There was a deep ringing quality to his voice as he spoke, almost a chanting, and I had the unpleasant feeling he was mocking me with truth rather than nonsense. As if a Staryk queen might take it into her head to make winter in the midst of summer, and make that cracked mountainside whole again with a wave of her hand. And here I sat instead, in the place of some great sorceress or ice-witch, a drab mortal girl with nothing to do but make a vast river of gold for him to gloat over.

I was sure he wanted me to feel small, with his mockery, and I didn’t mean for him to succeed. So when he finished jeering, I said coldly, “As I haven’t yet learned to make the snow fall to suit me, I’ll content myself with being what I am. And my next question is, how do I know when the sun has set, in the mortal world?”

He frowned at me. “You don’t. What difference can it make, when you are not there?”

“I still need to celebrate Shabbat,” I said. “It begins at sundown tonight—”

He shrugged impatiently, interrupting. “This is no concern of mine.”

“Well, if you won’t help me find out when Shabbat actually is, I’ll have to treat every day as Shabbat from now on, since I’m sure to lose track of the days without sunset and sunrise to mark them,” I said. “It’s forbidden to do work on Shabbat, and I’m quite sure that turning silver to gold counts as work.”

“Perhaps you will find a reason around it,” he said, silkily, and I didn’t need to work hard to find the threat in his words. Of course if I withheld my gift, I’d stop being valuable to him, and he wouldn’t keep me around long.

I looked him squarely in the face. “It’s a commandment of my people, and if I haven’t broken it to cook food when I was hungry, or to wake a fire when I was cold, or to accept money when I was poor, you needn’t expect me to break it for you.”

Of course that was nonsense, and I would have done it if he put a knife to my throat.

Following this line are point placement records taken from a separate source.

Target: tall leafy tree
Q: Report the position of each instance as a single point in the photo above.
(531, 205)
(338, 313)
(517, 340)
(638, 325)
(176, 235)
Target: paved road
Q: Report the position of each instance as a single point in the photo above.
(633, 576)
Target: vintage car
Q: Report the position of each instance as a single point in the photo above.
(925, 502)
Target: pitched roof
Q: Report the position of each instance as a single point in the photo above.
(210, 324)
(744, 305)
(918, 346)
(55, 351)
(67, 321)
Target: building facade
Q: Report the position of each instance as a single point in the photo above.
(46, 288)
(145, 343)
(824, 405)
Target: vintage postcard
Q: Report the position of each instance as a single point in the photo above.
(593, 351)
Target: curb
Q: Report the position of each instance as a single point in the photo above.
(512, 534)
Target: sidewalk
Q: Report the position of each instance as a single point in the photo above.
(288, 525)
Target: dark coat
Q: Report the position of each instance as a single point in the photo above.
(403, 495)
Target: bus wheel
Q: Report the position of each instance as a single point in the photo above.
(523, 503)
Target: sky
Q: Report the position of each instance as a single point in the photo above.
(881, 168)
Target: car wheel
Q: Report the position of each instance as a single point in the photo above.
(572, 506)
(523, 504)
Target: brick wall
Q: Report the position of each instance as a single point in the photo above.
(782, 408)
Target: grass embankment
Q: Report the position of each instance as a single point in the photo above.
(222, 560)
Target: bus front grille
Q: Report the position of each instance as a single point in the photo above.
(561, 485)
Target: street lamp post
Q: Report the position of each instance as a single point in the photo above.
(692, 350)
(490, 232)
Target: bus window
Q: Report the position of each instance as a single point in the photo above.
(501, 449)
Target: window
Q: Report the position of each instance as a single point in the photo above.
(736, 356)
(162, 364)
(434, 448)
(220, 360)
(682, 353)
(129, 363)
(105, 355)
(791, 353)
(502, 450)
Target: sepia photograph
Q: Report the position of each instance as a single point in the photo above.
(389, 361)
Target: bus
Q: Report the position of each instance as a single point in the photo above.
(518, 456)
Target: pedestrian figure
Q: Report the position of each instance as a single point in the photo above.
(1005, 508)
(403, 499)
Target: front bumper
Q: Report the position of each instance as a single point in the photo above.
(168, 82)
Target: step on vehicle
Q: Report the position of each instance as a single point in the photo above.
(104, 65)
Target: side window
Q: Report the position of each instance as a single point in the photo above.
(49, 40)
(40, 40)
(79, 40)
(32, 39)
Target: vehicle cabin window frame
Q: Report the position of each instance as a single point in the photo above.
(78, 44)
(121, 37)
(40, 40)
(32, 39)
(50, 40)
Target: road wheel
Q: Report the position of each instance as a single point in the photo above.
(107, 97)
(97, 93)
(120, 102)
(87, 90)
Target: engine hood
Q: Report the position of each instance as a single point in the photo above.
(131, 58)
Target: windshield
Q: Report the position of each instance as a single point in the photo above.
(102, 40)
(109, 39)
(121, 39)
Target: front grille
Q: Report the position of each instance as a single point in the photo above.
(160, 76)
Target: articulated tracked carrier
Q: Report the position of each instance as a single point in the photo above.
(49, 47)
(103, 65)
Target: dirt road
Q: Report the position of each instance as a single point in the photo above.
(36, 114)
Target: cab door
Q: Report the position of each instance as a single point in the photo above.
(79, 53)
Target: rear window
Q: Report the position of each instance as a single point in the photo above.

My people didn’t make a special virtue of dying for our religion—we found it unnecessary—and you were supposed to break Shabbat to save a life, including your own. But he didn’t need to know that. He scowled at me, and then he went out of the room again and came back a few minutes later with a mirror on a chain, a small round one in a silver frame like a pendant. Holding it cupped in his hand, he stared at it intently, and a flare of warm sunset light came out of it, not unlike the heaped gold shining out of the chest. He turned and dangled the mirror in the air in front of my face, and it was like peering out a keyhole at a slice of the horizon, orange light painting the sky with dark cold blue falling down over it, night coming on. But when I held my hand out to take it, he pulled it back and said coldly, “Ask for it, then, if you want it so badly.”